Sekjend Laskar Lampung, Panji Padang Ratu, mengkritik keras praktik tersebut. Ia menilai ada pelanggaran prinsip tata kelola pemerintahan yang bersih dan berpotensi merugikan keuangan negara. “Dokumen AHU Kemenkumham jelas menunjukkan bahwa yayasan tersebut milik pribadi, bukan Pemkot. Kalau pejabat aktif di Disdikbud ikut mendirikan yayasan itu dan memakai aset pemerintah, itu sudah termasuk konflik kepentingan,” ujarnya, Selasa, 11 November 2025.
Panji juga menyoroti potensi penyalahgunaan dana publik dan alih kepemilikan aset negara yang bisa terjadi secara perlahan. “Yang kita khawatirkan, aset Pemkot bisa berubah menjadi milik pribadi para pendiri yayasan. Ini bahaya besar, apalagi sudah ada sejarah hibah Rp60 miliar ke Kejati Lampung yang juga sarat kontroversi. Jangan sampai rakyat Bandar Lampung dirugikan lagi,” tambahnya.
Praktisi hukum Hendri Adriansyah SH, MH menegaskan, penggunaan aset negara tanpa dasar hukum sah melanggar Permendagri Nomor 7 Tahun 2024 tentang Pengelolaan Barang Milik Daerah. “Kalau tidak ada BAST (Berita Acara Serah Terima), maka penggunaannya bisa berindikasi pelanggaran Pasal 372 KUHP tentang penggelapan dan Pasal 480 KUHP tentang penadahan,” jelasnya. Ia menegaskan, bukan hanya pengurus yayasan, tapi juga pejabat yang memberi izin pinjam pakai tanpa dokumen sah bisa terjerat pidana.
Sementara itu, DPRD Kota Bandar Lampung justru terlihat mendukung keberadaan SMA Siger meski belum memiliki izin resmi dari DPSPTMP dan Disdikbud Provinsi Lampung. Dalam kunjungan ke SMA Siger 3 di SMP Negeri 44 Way Halim pada 23 Juli 2025, empat pimpinan dewan memberi apresiasi atas inisiatif “pendidikan gratis” untuk warga pra sejahtera. Namun, pernyataan mereka memunculkan kritik dari publik yang menilai DPRD telah abai terhadap potensi pelanggaran hukum dan etika.
Lebih jauh, indikasi ketidakteraturan administrasi juga tampak dari tidak adanya bukti resmi pinjam pakai aset negara. Kabid Dikdas Disdikbud, Mulyadi, pernah menyebut adanya izin administrasi, tetapi tak pernah menunjukkan dokumen pendukung.
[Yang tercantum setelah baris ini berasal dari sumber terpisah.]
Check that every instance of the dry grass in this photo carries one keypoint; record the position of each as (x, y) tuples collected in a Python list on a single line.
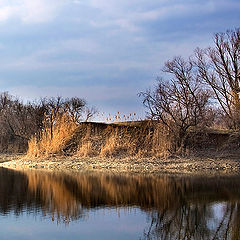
[(125, 141), (52, 141), (103, 140)]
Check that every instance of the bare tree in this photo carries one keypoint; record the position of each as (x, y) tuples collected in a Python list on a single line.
[(219, 68), (181, 102)]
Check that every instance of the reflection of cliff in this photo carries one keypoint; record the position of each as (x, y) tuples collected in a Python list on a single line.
[(179, 207), (14, 192)]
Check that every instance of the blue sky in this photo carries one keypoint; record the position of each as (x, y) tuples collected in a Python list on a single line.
[(105, 51)]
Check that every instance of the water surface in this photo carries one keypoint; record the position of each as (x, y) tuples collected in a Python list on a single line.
[(91, 205)]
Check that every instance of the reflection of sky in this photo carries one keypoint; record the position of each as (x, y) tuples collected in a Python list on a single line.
[(103, 50), (100, 224)]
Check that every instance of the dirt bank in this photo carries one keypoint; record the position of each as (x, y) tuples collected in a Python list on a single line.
[(171, 165)]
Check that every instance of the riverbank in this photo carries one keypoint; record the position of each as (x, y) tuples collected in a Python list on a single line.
[(174, 165)]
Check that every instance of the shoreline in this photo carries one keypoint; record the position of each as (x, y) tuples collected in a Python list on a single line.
[(176, 165)]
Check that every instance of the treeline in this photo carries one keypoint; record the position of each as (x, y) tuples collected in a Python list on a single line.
[(19, 121), (201, 91)]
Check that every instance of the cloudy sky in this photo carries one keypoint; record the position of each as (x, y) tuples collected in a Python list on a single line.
[(105, 51)]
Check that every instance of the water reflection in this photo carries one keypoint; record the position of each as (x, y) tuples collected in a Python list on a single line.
[(176, 207)]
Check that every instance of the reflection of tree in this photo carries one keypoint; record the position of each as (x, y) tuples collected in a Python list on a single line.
[(195, 221), (178, 207)]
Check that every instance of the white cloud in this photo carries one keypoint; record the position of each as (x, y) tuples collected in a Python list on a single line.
[(30, 11)]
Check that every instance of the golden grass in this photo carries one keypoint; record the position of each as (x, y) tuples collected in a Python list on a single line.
[(124, 141), (145, 139), (52, 141)]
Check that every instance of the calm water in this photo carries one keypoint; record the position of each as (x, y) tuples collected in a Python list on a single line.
[(39, 205)]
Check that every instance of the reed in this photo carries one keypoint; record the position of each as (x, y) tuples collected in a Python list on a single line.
[(52, 139)]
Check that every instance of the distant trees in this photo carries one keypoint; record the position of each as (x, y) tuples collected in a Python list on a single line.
[(198, 88), (181, 102), (19, 121), (219, 68)]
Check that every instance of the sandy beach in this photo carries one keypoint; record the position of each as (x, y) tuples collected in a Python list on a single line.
[(147, 165)]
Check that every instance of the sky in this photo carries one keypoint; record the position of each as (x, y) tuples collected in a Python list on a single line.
[(106, 51)]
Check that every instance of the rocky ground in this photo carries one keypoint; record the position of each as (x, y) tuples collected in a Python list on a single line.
[(170, 165)]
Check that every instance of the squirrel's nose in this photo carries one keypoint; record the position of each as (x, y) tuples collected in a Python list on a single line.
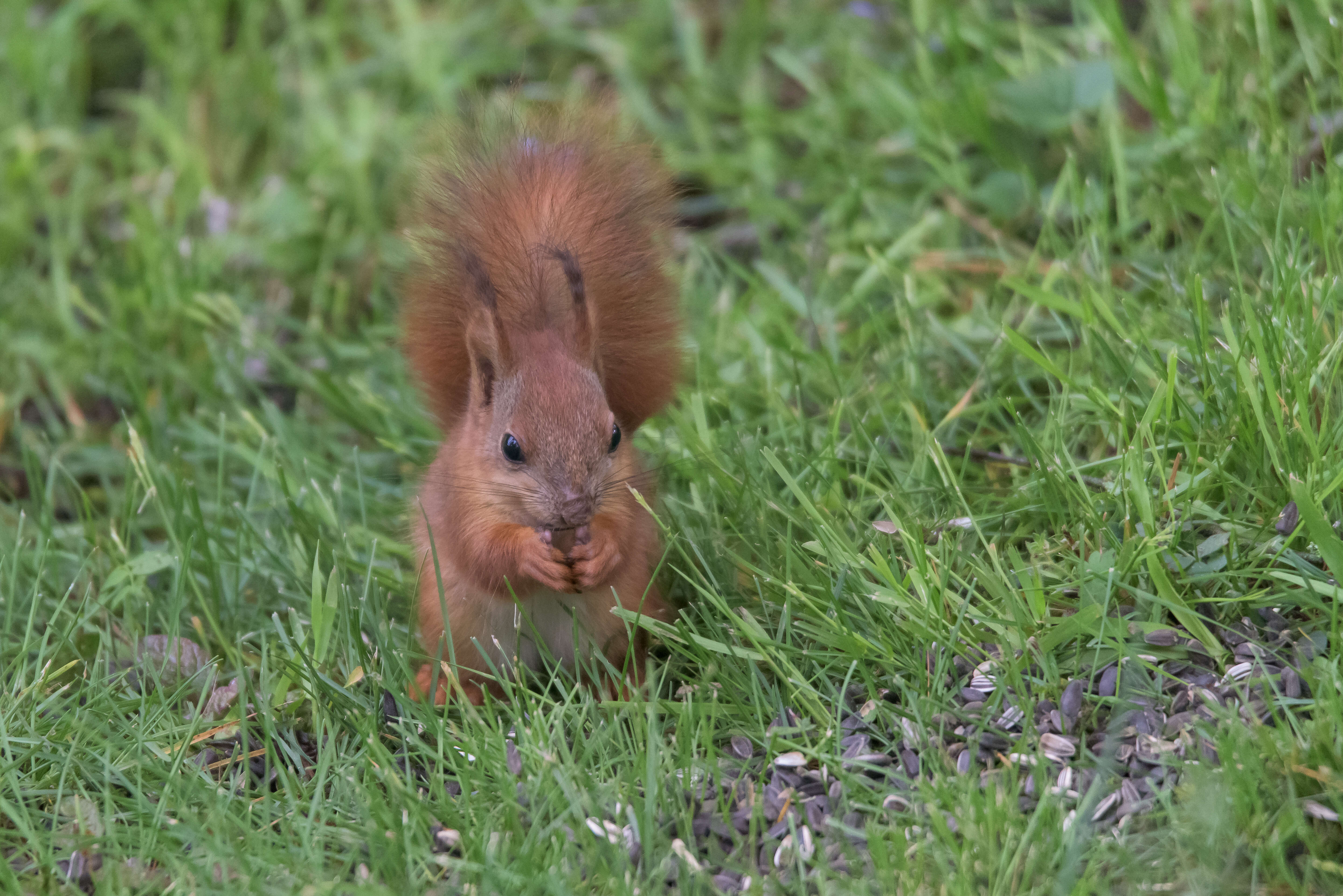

Staf BKAD bahkan menyebut berkas pinjam pakai gedung belum sampai ke pihak mereka hingga pertengahan September 2025.
Kisruh ini akhirnya berujung pada laporan hukum. Penggiat kebijakan publik, Abdullah Sani, telah resmi melaporkan dugaan penyalahgunaan aset negara ini ke Polda Lampung pada 3 November 2025. Laporan diterima oleh Unit 3 Subdit 4 Tipidter dengan menyertakan dokumen akta notaris yayasan yang disusun setelah pendaftaran siswa baru. Publik kini menanti langkah lanjutan aparat penegak hukum untuk menelusuri potensi pelanggaran yang bisa berdampak besar pada tata kelola pendidikan di Bandar Lampung.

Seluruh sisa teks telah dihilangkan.